Most neurotransmitters made outside the brain cannot cross the blood-brain barrier or be utilized by the brain. Yet research suggests a direct link between mental and cognitive health and microbiome health.
Dr. Berkowitz has noticed what he considers a depletion of gamma-aminobutyric acid (GABA), which can be made by bacteria in the gut, including Bifidobacteria. He believes the lack of GABA in the brain—an inhibitor to calm the nervous system—is why many patients display signs of an overactive nervous system.
He treats these patients with magnesium and melatonin, both of which stimulate GABA, and bovine colostrum, a milky fluid that seeps from cow udders the first few days after they give birth. Bovine colostrum has had promising results in repairing gastrointestinal damage in both animals and humans. Using these therapeutics, Dr. Berkowitz found that patients’ overactive nervous systems seemed to calm down, improving their symptoms.

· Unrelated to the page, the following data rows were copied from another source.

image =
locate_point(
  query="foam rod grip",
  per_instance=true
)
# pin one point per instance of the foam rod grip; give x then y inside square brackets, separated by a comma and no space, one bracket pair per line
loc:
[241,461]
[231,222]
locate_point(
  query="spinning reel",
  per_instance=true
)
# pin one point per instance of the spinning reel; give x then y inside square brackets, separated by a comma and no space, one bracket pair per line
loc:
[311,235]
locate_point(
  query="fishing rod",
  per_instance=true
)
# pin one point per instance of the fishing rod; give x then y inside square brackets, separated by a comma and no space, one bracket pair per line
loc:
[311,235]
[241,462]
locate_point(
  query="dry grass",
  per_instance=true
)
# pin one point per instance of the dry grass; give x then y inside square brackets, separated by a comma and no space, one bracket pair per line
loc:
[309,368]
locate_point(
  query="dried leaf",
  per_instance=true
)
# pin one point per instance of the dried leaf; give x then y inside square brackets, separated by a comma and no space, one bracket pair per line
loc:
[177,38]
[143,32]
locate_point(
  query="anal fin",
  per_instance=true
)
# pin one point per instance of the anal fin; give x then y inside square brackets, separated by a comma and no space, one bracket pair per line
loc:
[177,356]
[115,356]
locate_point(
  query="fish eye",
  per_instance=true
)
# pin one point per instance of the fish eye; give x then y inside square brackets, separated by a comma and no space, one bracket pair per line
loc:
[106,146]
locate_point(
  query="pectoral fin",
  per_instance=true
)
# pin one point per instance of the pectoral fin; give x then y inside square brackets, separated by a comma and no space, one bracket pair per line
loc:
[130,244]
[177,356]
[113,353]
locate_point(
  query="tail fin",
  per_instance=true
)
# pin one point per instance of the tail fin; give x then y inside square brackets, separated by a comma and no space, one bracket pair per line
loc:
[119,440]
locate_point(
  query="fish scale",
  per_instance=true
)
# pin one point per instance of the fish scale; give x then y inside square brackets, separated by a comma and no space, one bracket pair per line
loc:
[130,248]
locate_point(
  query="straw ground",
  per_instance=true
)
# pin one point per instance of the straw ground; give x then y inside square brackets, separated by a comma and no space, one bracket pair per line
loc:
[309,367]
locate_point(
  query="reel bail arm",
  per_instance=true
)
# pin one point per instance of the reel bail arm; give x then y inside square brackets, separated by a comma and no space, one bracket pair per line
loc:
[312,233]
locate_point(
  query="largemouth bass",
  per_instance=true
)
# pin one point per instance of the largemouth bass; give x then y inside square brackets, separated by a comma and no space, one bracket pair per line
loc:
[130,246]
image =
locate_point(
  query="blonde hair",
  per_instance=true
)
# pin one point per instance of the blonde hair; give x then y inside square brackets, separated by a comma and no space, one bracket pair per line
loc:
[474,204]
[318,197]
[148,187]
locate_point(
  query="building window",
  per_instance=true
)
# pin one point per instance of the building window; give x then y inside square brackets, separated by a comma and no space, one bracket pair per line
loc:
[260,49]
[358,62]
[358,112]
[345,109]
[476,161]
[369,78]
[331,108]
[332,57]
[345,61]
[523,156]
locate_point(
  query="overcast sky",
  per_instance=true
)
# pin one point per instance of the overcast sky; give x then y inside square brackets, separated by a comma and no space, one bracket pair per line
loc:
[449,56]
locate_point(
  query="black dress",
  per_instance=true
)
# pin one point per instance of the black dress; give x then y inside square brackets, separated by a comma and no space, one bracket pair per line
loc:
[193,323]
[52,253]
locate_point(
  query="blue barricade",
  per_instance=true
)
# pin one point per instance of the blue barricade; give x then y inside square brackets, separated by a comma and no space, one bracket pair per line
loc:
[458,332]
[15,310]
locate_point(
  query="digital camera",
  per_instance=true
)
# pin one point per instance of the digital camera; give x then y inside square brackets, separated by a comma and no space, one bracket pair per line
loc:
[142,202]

“People describe their system going 100 miles an hour,” he said, and when you calm that down, the body can then repair itself. “Repair doesn’t happen when the body’s in a stress state … [since all the body’s] resources are focused on just survival.”
Damaged Gut: Autoimmune Conditions
Gut problems have also long been associated with autoimmune diseases, and doctors treating vaccine-injured patients have reported similar findings.
Autoimmune problems typically manifest in leaky gut, often medically referred to as increased intestinal permeability. In a leaky gut, the mucous layer protecting the gut from microbes is broken down, and microbes can then infect the gut lining and nearby blood vessels.
“If [the gut lining] is disrupted, it’s kind of like [breaking down] a castle wall,” Dr. Saleeby said. “If it gets breached, then the enemy can get in.”
During this stressful time of invasion, if a virus or bacteria makes it in, infection occurs. If the invader is harmless, like a piece of peanut or a benign chemical, an allergic reaction manifests instead. The body starts attacking these foreign yet benign antigens and, in doing so, may harm itself, leading to autoimmune disease.
Dr. Berkowitz has found that many of his patients with overactive nervous systems and gut problems also test positive for autoantibodies, signaling a potential autoimmune disease.
“Nerve pain, fatigue, muscle and joint issues are probably the most common issues [with these patients],” he said. Many also report skin problems such as rashes.
However, once prescribed treatment for their guts and nervous systems, the patients’ symptoms improve, and their antibody levels decline.